Harry Herbert on the tension, the race against time and the relief of creating the Saudi Cup meet

Harry Herbert: “You can put up all this money, but whether it is going to work with people’s plans is another thing.” Photo: Dan Abraham/focusonracing.com

Saudi Cup global ambassador Harry Herbert has spoken of the magnitude of the task that has been achieved by creating from virtually nothing this weekend’s $29.2 million spectacular at Riyadh.

The event has been on the drawing board for less than a year - indeed Herbert himself was appointed only last June - but the eight-race card has attracted some of the best horses in the world. With runners travelling to the Kingdom from eight countries, including the U.S., Japan, Britain, France and Ireland, Herbert says the calibre of horses competing on Saturday is ‘exceptionally exciting’. 
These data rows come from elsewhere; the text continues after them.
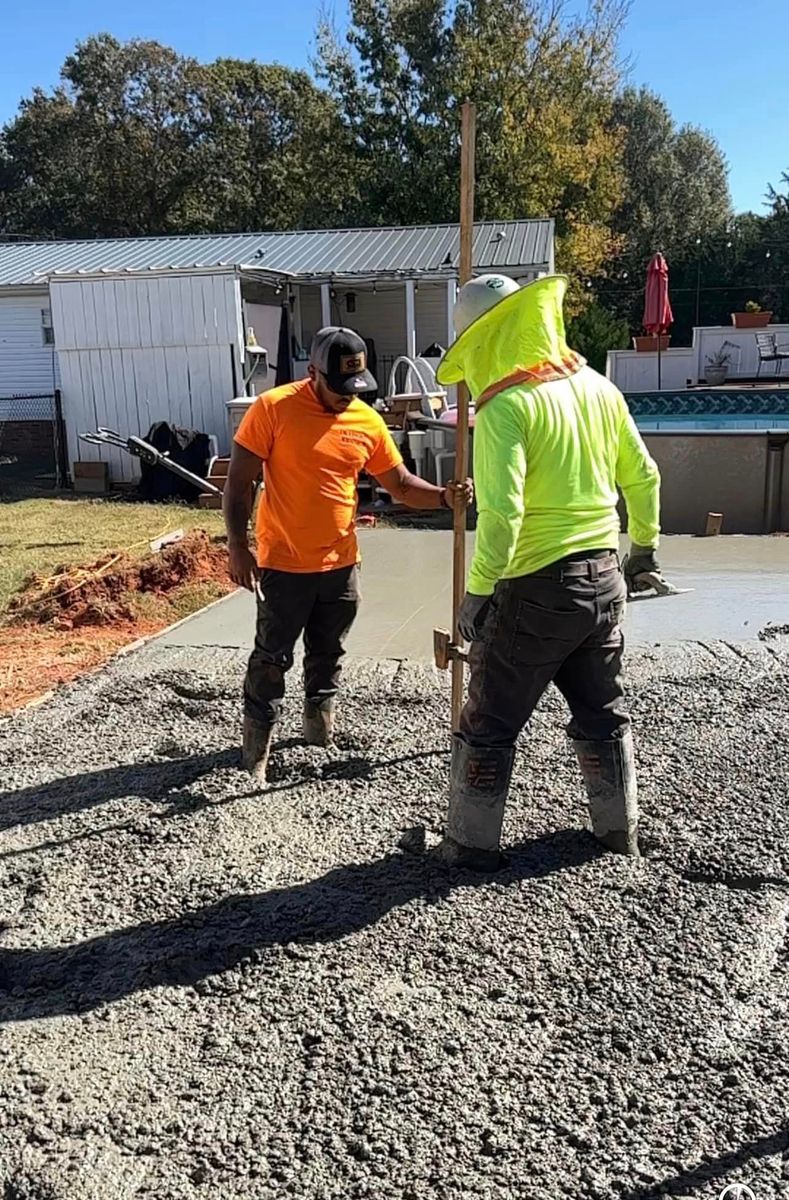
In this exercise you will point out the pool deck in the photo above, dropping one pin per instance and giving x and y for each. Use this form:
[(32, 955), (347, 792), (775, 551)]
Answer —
[(741, 585)]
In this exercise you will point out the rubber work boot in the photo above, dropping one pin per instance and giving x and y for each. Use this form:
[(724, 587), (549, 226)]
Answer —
[(257, 748), (609, 774), (479, 785), (319, 723)]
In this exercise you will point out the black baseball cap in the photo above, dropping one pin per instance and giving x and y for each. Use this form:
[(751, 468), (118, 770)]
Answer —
[(341, 357)]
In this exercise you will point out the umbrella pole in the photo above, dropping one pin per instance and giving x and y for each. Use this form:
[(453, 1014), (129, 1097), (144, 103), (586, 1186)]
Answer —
[(658, 364), (468, 150)]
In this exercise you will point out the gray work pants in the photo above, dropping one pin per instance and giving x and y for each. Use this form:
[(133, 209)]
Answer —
[(560, 625)]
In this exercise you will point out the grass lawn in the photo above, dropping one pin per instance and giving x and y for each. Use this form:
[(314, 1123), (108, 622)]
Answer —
[(40, 534), (37, 535)]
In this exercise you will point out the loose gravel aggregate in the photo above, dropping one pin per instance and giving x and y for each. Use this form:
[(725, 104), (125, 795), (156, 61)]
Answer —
[(212, 991)]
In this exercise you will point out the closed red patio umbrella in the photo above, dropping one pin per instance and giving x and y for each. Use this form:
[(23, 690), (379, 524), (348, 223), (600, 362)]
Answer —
[(658, 317)]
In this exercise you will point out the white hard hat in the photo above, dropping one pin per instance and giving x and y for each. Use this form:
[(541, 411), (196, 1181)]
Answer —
[(477, 295)]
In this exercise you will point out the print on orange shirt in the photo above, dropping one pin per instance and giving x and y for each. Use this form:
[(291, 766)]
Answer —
[(307, 511)]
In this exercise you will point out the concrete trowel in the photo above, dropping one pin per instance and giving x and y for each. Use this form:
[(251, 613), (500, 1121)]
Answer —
[(651, 586)]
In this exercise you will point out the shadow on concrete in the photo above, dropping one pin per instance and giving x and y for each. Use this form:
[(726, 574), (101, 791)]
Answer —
[(158, 779), (77, 793), (38, 983), (714, 1171)]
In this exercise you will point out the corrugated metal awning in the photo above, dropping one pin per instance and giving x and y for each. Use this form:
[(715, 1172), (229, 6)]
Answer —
[(524, 246)]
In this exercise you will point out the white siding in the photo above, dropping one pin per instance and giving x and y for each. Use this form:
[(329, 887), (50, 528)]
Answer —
[(26, 365), (134, 351), (380, 315)]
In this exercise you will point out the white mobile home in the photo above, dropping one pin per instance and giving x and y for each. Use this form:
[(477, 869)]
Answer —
[(138, 330)]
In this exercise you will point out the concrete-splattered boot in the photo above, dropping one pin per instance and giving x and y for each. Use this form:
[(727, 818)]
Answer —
[(609, 774), (319, 723), (257, 748), (479, 785)]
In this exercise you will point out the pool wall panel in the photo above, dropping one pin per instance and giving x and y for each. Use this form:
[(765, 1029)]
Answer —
[(706, 473)]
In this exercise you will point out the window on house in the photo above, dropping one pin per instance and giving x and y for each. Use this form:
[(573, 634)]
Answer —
[(47, 331)]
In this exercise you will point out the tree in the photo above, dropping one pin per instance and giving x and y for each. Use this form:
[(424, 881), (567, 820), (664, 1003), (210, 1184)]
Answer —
[(543, 83), (140, 141), (595, 331), (113, 151), (675, 185), (277, 154)]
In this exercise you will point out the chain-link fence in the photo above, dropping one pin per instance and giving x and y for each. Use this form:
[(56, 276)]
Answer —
[(32, 441)]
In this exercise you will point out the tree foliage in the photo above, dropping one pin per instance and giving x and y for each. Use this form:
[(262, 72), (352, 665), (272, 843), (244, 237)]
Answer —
[(675, 183), (138, 139), (543, 83)]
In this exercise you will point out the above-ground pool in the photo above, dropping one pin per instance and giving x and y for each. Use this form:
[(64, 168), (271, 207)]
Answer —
[(712, 423)]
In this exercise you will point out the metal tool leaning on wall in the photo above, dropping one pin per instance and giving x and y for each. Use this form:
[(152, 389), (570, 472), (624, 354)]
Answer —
[(546, 593)]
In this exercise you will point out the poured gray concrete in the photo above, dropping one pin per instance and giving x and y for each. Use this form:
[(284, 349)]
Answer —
[(741, 585)]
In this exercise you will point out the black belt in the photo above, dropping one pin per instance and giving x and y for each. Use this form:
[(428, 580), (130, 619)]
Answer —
[(578, 568)]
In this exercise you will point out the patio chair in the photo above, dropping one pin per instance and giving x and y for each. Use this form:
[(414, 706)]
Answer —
[(770, 352)]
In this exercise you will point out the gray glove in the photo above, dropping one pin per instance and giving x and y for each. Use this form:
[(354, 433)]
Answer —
[(473, 616), (643, 570)]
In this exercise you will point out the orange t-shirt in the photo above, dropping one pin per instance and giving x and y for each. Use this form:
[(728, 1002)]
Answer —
[(307, 510)]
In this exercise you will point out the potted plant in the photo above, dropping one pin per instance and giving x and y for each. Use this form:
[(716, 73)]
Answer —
[(717, 367), (648, 343), (753, 317)]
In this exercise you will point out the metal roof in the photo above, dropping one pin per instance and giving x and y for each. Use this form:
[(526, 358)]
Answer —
[(313, 255)]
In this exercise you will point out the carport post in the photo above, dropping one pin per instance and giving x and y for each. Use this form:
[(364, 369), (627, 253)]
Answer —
[(451, 293), (410, 319)]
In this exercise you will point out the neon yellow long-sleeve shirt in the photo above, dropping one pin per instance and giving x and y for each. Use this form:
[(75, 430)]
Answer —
[(547, 463), (548, 456)]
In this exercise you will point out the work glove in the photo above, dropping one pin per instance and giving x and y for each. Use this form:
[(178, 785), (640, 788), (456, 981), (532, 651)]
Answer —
[(473, 616), (643, 571)]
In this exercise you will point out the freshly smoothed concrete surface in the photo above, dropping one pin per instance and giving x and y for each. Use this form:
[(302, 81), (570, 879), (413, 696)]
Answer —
[(741, 585)]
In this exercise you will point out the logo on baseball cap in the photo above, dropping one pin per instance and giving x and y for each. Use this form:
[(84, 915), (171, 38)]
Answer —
[(341, 357)]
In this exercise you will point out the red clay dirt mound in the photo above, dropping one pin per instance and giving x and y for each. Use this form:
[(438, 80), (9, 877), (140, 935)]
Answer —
[(101, 593)]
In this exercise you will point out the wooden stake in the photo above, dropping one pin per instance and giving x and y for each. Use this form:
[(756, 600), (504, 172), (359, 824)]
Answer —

In particular, the $20m Saudi Cup, the world’s richest horserace, looks set to be “a hell of a race” with Maximum Security, McKinzie, Midnight Bisou, Magic Wand, Mucho Gusto and Benbatl among those to have accepted for the inaugural running at King Abdulaziz Racetrack.

The well-connected Herbert, a godson of Queen Elizabeth II, was recruited to help sell the Saudi Cup as a new destination on the global racing map.

Organisers set themselves an exacting schedule by announcing plans to stage three high-quality turf races on the undercard on a new track before any grass had been sown. The timetable appeared to have been met when Frankie Dettori and three other jockeys gave the surface an emphatic thumbs up at last month’s trial.

“It was so very tense for the team involved here because of the speed with which they have had to put this turf track in,” said Herbert. “For most of us, you would think how on earth would grass grow at that pace?

“I was there before Christmas and three quarters was green but varying shades thereof. January was just around the corner with turf trials at the end of it, and when they arrived I just simply couldn’t believe the difference. There was such a fantastic covering of grass.

“I know the team were hopeful it would go well, but I think it exceeded everyone’s expectation. The jockeys were very complimentary, which was a huge relief.

“We know the dirt track is world-class and the turf track is absolutely in the same bracket. There is terrific confidence behind it. It’s a lovely sweeping turf track, not as tight as some of those American inner turf tracks can be.”

Herbert said despite the riches on offer there was no guarantee the right horses and connections would take part.

“At the end of the day, you can put up all this money, but whether it is going to work with people’s plans is another thing,” he said. “For everybody coming to Saudi it is a new venture. Americans train in various parts of the States so there are logistical challenges to get them to Saudi Arabia. There have been a lot of boxes to tick and the team has done a fantastic job.”

“I am absolutely thrilled to bits,” he added. “Obviously there is a lot of money at stake and I think a lot of people wanted to hear about how the new turf track was going to work for those races and that went really well.

“The quality of the horses coming across all the international races is significant and the numbers are good too. 

“So if you look at the Saudi Cup, Benbatl won impressively the other day plus there are the likes of McKinzie, Midnight Bisou, Maximum Security and Magic Wand, who are fantastic horses. It’s also great to see horses like Tacitus of Prince Khalid Abdhullah’s get in. It’s going to be a hell of a race.

“It’s also fantastic that Japan’s Deirdre is coming. The turf sprint looks very good too, with Sir Dancealot and the Lloyd Webbers’ filly, Royal Intervention, who is apparently going very well.

“The Longines Turf Handicap, the long-distance race, has a fantastic group of horses. The ratings are from Cross Counter, the Melbourne Cup winner, who is 118, and Dee Ex Bee to the lowest rating at 111. That’s a very impressive group of horses.”